Can the solution to excessive red tape and paperwork really be as simple as Sir Andrew Foster suggests? The man appointed by ministers as gatekeeper against excessive bureaucracy says: "Good management can sometimes be about deciding not to do things." A lovely phrase, of which it is tempting to say that had governments left well alone for the past two decades, maybe colleges would not be in their present mess.
But colleges, other training agencies and companies are in a mess. And only ministers can get them out of it. The answer is not just more cash but a major cut in the levels of scrutiny, accountability and intervention by government and its agencies at all levels. All indications of how to achieve this are in Sir Andrew's report, to be published at the Learning and Skills Development Agency conference next week (see page 5).
The report has strong echoes of papers which have emerged over the past 24 months from the Learning and Skills Council bureaucracy-busting taskforce that preceded it. On the one hand this may provoke impatience: if we knew the problems two or three years ago, why wait until now to take action? On the other hand, Sir Andrew has stepped in as an outsider to confirm what those on the inside knew all along.
An outsider's delicate diplomacy and political persuasion was needed to counter the deeply held, cynical views on both sides. When Trust in FE was published following the first taskforce report, there were howls of derision from college managers and cynical civil servants, doubtful that improvements would ever come about.
Sir Andrew has shown that it can and must happen. The Education Secretary Charles Clarke says he will act on his advice. That would mean reducing the number of college inspections but ensuring that they provide valuable information; huge cuts in data demanded by different agencies; and a freer hand over spend.

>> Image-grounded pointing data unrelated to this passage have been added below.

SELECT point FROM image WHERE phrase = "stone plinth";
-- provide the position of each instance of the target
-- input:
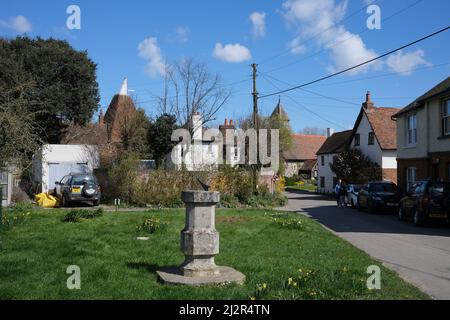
(200, 244)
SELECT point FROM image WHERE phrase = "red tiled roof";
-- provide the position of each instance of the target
(304, 147)
(384, 127)
(336, 143)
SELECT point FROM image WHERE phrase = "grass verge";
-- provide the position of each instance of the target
(306, 262)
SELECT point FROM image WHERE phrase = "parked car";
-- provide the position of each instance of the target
(379, 196)
(78, 187)
(426, 200)
(352, 194)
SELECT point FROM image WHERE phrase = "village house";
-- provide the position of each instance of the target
(301, 159)
(84, 148)
(6, 184)
(423, 134)
(374, 134)
(333, 145)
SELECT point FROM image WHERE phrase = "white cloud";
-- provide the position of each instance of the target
(232, 52)
(296, 47)
(149, 50)
(19, 24)
(319, 19)
(258, 20)
(405, 63)
(181, 35)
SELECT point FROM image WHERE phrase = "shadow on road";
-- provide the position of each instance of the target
(323, 210)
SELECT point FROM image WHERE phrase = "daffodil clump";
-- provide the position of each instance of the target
(260, 291)
(15, 215)
(151, 225)
(289, 223)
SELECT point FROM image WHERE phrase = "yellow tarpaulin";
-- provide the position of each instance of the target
(46, 200)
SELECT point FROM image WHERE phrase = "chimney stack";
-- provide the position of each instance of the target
(330, 132)
(368, 103)
(101, 118)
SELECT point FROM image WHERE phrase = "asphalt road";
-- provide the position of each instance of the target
(421, 256)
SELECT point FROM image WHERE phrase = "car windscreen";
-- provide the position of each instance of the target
(440, 188)
(80, 180)
(383, 187)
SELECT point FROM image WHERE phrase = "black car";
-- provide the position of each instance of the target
(78, 187)
(380, 196)
(426, 200)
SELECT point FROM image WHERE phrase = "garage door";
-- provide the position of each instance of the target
(57, 171)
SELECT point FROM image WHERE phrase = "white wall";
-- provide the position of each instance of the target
(372, 151)
(62, 153)
(325, 171)
(389, 159)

But the real prize is far bigger than the satisfaction of 400-plus institutions. It is a world-class FE system that brings employment and education together. It is what ministers say is still lacking, but it is what colleges and training providers insist they want. If ministers really act on Sir Andrew's report, then maybe the very things colleges can decide not to do will result in good management and progress towards these goals.